An example: What did you eat for dinner? If you know the answer for sure, go back a day, or another day, etc. At some number of days you will have an idea of what you ate but not be entirely sure.
You certainly knew what you ate when you were eating it, but now?
I think we're being overly nitpicky about "knowledge" and "memory". Memory is not binary (with current knowleddge on the topic). I can recall exactly what I had for dinner tonight. I can't precisely recall what I had last week but I have blurry ideas of what, which can be kickstarted by other sources (even if the actual source is wrong, saying "I had seafood last week" can prompt me to realize I went to a seafood restaurant and ordered a burger), or recalled if it was logged somewhere.
However, I can read a log from over a year ago on some dinner and it can still feel unfamliar. Are these 2 states really the same level of "memory" (or lack, thereof)?
>if you cannot fully remember something, then you do not know it.
I guess most people don't "know" how to program then, with them constantly relying on pesky documentation every-time they type a function in an IDE.
People can judge how they want. I'm glad my job doesn't care if I know off the cruft if it's "X.length" or "X.size()" or "len(X)" in Language Y as long as I take a second to google whichever language and library I'm using.
You don't have perfect recollection one day and then no recollection whatsoever the next day.
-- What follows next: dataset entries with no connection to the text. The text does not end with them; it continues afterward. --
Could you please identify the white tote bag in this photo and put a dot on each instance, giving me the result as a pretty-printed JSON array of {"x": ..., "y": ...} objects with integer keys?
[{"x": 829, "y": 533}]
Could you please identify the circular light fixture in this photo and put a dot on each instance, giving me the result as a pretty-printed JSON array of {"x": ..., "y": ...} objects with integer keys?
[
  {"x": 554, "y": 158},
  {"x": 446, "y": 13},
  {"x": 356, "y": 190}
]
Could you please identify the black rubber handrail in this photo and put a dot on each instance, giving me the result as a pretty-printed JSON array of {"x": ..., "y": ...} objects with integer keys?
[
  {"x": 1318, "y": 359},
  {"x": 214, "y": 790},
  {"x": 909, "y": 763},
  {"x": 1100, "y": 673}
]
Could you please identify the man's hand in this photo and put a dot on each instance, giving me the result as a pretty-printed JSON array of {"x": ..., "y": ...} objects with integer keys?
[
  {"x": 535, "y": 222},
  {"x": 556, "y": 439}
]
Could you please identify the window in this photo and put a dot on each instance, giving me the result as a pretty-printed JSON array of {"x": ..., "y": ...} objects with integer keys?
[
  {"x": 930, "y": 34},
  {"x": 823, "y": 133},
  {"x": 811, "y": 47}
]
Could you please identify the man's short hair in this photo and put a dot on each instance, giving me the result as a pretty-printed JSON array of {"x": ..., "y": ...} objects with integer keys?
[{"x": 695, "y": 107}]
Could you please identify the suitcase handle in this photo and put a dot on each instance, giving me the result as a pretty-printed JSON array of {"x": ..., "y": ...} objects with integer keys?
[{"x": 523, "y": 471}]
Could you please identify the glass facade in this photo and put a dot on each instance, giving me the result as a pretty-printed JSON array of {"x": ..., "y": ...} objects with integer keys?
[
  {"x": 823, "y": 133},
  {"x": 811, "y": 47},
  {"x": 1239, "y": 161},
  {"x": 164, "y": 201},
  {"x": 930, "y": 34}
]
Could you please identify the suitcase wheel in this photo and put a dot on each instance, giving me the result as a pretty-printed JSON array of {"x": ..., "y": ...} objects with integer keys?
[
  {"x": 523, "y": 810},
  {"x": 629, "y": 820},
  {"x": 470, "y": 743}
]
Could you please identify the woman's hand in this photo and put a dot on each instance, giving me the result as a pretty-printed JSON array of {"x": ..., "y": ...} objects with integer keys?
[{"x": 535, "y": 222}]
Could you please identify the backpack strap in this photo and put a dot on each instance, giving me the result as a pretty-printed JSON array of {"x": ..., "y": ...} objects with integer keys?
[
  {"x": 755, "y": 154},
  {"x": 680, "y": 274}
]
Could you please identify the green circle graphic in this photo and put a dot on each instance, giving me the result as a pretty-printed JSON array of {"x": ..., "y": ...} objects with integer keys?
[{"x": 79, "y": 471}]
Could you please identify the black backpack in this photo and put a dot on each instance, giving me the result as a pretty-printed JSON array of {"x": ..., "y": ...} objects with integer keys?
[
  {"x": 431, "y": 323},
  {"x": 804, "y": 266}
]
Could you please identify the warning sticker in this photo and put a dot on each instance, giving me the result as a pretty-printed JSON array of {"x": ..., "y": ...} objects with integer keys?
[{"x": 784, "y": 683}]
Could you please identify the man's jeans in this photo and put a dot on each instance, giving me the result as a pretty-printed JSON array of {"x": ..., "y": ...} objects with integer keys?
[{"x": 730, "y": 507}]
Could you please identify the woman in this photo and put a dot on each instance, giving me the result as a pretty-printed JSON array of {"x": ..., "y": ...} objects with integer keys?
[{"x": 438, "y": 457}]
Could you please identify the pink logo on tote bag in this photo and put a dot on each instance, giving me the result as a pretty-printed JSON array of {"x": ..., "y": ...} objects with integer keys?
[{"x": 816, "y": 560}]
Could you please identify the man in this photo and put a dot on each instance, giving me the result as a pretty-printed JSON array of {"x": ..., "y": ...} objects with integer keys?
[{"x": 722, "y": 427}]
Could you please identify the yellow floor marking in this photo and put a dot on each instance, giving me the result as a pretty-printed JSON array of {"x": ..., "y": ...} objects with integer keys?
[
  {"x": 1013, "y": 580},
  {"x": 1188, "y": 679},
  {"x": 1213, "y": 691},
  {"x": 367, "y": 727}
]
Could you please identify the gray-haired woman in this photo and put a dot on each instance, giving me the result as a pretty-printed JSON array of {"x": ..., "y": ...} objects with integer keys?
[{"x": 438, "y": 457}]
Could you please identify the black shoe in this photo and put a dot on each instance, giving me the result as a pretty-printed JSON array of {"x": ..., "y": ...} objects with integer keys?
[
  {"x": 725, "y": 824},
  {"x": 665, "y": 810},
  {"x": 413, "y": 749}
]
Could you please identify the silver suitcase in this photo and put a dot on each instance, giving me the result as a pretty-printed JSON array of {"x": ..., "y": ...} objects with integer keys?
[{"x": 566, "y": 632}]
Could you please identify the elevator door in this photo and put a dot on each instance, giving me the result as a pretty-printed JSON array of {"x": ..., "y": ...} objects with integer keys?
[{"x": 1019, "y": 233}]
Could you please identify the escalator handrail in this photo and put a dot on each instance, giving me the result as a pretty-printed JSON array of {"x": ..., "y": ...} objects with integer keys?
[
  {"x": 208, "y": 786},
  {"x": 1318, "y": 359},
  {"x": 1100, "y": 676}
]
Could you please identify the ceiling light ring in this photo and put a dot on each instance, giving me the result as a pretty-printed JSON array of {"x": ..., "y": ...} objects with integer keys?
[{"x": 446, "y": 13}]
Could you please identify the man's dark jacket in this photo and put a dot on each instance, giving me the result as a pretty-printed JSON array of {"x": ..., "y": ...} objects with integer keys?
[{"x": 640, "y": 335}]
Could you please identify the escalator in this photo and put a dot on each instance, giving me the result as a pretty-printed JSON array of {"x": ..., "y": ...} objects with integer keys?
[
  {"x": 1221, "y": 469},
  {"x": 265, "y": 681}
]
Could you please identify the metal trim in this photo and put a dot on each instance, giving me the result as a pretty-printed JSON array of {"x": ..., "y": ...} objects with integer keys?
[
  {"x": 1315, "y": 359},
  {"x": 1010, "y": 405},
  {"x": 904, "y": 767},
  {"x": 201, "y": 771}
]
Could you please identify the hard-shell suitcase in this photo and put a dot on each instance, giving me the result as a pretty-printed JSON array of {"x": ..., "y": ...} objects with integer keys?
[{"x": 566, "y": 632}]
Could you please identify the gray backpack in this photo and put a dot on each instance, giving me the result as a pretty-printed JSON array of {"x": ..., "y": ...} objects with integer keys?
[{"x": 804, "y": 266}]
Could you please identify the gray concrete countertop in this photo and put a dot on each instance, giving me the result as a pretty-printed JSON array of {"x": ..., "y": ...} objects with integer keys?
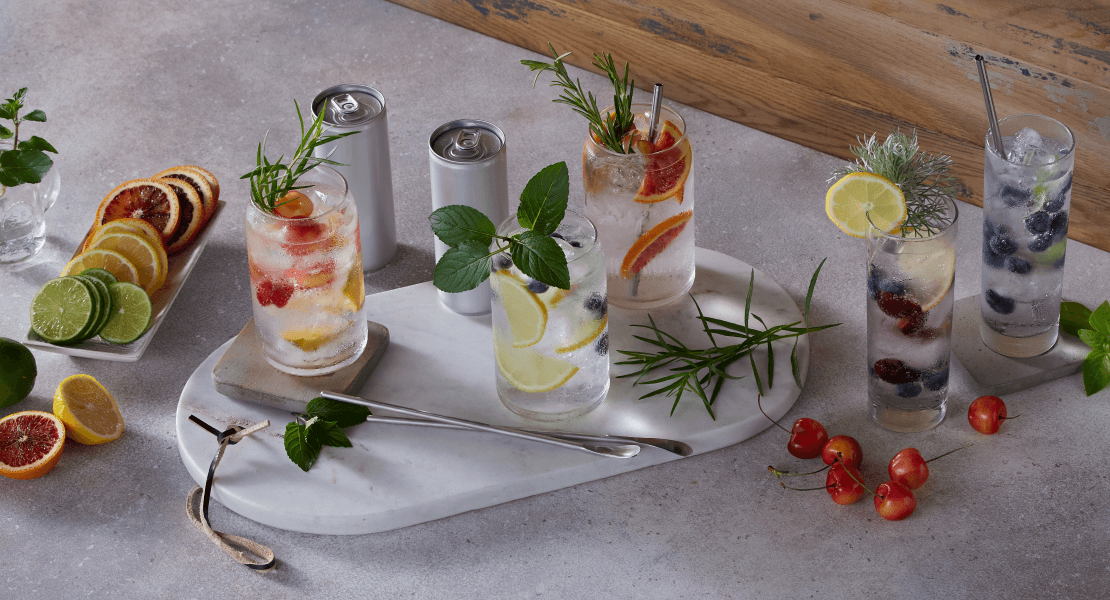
[{"x": 132, "y": 88}]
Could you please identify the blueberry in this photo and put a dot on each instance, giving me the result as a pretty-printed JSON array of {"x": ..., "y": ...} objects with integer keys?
[
  {"x": 999, "y": 303},
  {"x": 908, "y": 390},
  {"x": 1018, "y": 265},
  {"x": 935, "y": 380},
  {"x": 1038, "y": 222}
]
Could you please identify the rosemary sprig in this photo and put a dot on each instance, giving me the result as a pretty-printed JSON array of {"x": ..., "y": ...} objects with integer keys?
[
  {"x": 703, "y": 372},
  {"x": 926, "y": 180},
  {"x": 609, "y": 130},
  {"x": 272, "y": 181}
]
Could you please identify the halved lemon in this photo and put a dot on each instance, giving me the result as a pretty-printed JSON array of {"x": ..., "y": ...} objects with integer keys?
[
  {"x": 850, "y": 199},
  {"x": 530, "y": 370}
]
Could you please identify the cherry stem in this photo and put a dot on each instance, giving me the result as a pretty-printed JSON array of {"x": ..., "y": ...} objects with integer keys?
[
  {"x": 949, "y": 451},
  {"x": 759, "y": 405}
]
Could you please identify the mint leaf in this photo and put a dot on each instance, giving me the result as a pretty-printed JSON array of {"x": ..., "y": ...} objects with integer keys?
[
  {"x": 1096, "y": 372},
  {"x": 301, "y": 447},
  {"x": 454, "y": 224},
  {"x": 464, "y": 267},
  {"x": 1073, "y": 316},
  {"x": 544, "y": 200},
  {"x": 540, "y": 257},
  {"x": 340, "y": 413}
]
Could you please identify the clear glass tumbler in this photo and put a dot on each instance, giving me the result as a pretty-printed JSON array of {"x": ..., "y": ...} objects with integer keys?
[
  {"x": 910, "y": 274},
  {"x": 1027, "y": 196},
  {"x": 552, "y": 345},
  {"x": 643, "y": 206},
  {"x": 306, "y": 280}
]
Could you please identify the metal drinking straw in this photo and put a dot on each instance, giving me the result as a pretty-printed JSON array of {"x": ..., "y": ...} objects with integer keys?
[{"x": 996, "y": 135}]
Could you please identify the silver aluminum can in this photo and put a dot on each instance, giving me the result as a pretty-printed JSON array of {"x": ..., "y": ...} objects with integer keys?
[
  {"x": 468, "y": 168},
  {"x": 365, "y": 160}
]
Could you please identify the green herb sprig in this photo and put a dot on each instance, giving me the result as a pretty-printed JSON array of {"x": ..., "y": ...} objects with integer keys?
[
  {"x": 1093, "y": 328},
  {"x": 611, "y": 131},
  {"x": 321, "y": 425},
  {"x": 272, "y": 181},
  {"x": 926, "y": 180},
  {"x": 470, "y": 234},
  {"x": 27, "y": 161},
  {"x": 702, "y": 370}
]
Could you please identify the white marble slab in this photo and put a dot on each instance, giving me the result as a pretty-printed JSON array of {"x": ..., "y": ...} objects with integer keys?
[{"x": 437, "y": 360}]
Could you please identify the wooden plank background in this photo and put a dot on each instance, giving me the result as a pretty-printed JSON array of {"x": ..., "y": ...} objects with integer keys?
[{"x": 823, "y": 72}]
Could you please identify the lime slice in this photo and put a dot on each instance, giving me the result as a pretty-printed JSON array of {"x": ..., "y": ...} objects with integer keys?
[
  {"x": 131, "y": 314},
  {"x": 61, "y": 311},
  {"x": 527, "y": 316},
  {"x": 530, "y": 370}
]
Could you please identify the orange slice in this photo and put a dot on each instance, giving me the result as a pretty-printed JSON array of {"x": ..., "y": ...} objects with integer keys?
[
  {"x": 150, "y": 200},
  {"x": 654, "y": 242},
  {"x": 669, "y": 161}
]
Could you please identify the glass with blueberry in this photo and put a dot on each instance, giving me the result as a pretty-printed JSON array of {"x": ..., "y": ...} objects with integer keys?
[
  {"x": 909, "y": 322},
  {"x": 1027, "y": 195}
]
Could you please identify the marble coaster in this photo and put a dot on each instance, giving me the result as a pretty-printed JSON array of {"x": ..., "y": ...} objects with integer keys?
[{"x": 1001, "y": 374}]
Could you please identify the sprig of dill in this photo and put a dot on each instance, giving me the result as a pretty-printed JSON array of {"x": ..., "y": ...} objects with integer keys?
[
  {"x": 926, "y": 180},
  {"x": 608, "y": 130}
]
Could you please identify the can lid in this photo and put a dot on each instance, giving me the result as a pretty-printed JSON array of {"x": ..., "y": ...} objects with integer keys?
[
  {"x": 468, "y": 142},
  {"x": 350, "y": 109}
]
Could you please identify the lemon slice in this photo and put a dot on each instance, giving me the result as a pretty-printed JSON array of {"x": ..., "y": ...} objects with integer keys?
[
  {"x": 850, "y": 199},
  {"x": 929, "y": 275},
  {"x": 530, "y": 370},
  {"x": 89, "y": 412},
  {"x": 527, "y": 316}
]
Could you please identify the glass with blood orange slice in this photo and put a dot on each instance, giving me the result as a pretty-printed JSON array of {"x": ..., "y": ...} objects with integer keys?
[
  {"x": 642, "y": 204},
  {"x": 306, "y": 284}
]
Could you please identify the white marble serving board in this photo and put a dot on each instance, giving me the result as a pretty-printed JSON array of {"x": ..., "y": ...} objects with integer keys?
[{"x": 441, "y": 362}]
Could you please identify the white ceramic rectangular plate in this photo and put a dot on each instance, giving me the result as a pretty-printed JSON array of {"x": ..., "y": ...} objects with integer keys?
[{"x": 181, "y": 265}]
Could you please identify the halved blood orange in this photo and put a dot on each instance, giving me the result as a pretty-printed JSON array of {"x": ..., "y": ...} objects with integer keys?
[
  {"x": 669, "y": 161},
  {"x": 194, "y": 179},
  {"x": 30, "y": 444},
  {"x": 150, "y": 200},
  {"x": 192, "y": 215},
  {"x": 654, "y": 242}
]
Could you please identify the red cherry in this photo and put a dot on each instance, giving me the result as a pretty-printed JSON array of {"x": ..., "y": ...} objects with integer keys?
[
  {"x": 908, "y": 468},
  {"x": 894, "y": 501},
  {"x": 840, "y": 485},
  {"x": 807, "y": 438},
  {"x": 844, "y": 448},
  {"x": 986, "y": 414}
]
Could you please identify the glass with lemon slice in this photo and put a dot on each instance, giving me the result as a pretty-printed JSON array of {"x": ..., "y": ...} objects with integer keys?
[{"x": 552, "y": 345}]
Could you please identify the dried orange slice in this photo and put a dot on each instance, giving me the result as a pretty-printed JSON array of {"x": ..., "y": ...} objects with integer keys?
[
  {"x": 669, "y": 161},
  {"x": 150, "y": 200},
  {"x": 192, "y": 215},
  {"x": 30, "y": 444},
  {"x": 197, "y": 181},
  {"x": 654, "y": 242}
]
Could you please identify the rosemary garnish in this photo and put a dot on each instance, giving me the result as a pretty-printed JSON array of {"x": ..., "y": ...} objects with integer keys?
[
  {"x": 703, "y": 370},
  {"x": 926, "y": 180},
  {"x": 611, "y": 130},
  {"x": 272, "y": 181}
]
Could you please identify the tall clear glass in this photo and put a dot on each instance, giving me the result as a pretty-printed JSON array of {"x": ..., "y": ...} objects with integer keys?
[
  {"x": 306, "y": 280},
  {"x": 552, "y": 345},
  {"x": 1027, "y": 197},
  {"x": 910, "y": 275},
  {"x": 643, "y": 206}
]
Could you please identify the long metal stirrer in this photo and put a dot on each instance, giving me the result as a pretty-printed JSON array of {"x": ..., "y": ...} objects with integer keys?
[{"x": 985, "y": 82}]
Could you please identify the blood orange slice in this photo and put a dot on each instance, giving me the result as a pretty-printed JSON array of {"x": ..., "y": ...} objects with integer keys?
[
  {"x": 30, "y": 444},
  {"x": 150, "y": 200},
  {"x": 654, "y": 242},
  {"x": 668, "y": 164}
]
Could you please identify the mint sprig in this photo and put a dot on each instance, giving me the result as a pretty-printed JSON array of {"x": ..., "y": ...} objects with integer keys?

Memories become vague as they deteriorate.
For example, you may remember something you learned in 4th grade, but you probably don't remember exactly how the teacher explained it or what questions about it were on the test.
You don't have knowledge if you don't have perfect recollection. Put in other words, if you cannot fully remember something, then you do not know it. We need to come terms with that and honestly I might be striking a nerve here because I'm triggering people's Dunning-Kruger.
The state of knowing at any point in time is binary, which means that it is possible to un-know something that you used to know.
Turns out I do in fact agree with this explanation; that it’s more about what’s being taught that should dictate the how:
> While learners have preferred styles, effective instruction matches the content, not learning styles. A science class should use graphs to present data rather than verbal descriptions, regardless of visual or auditory learning styles, just like cooking classes should use hands-on practices rather than reading, whether learners prefer a kinesthetic style or not.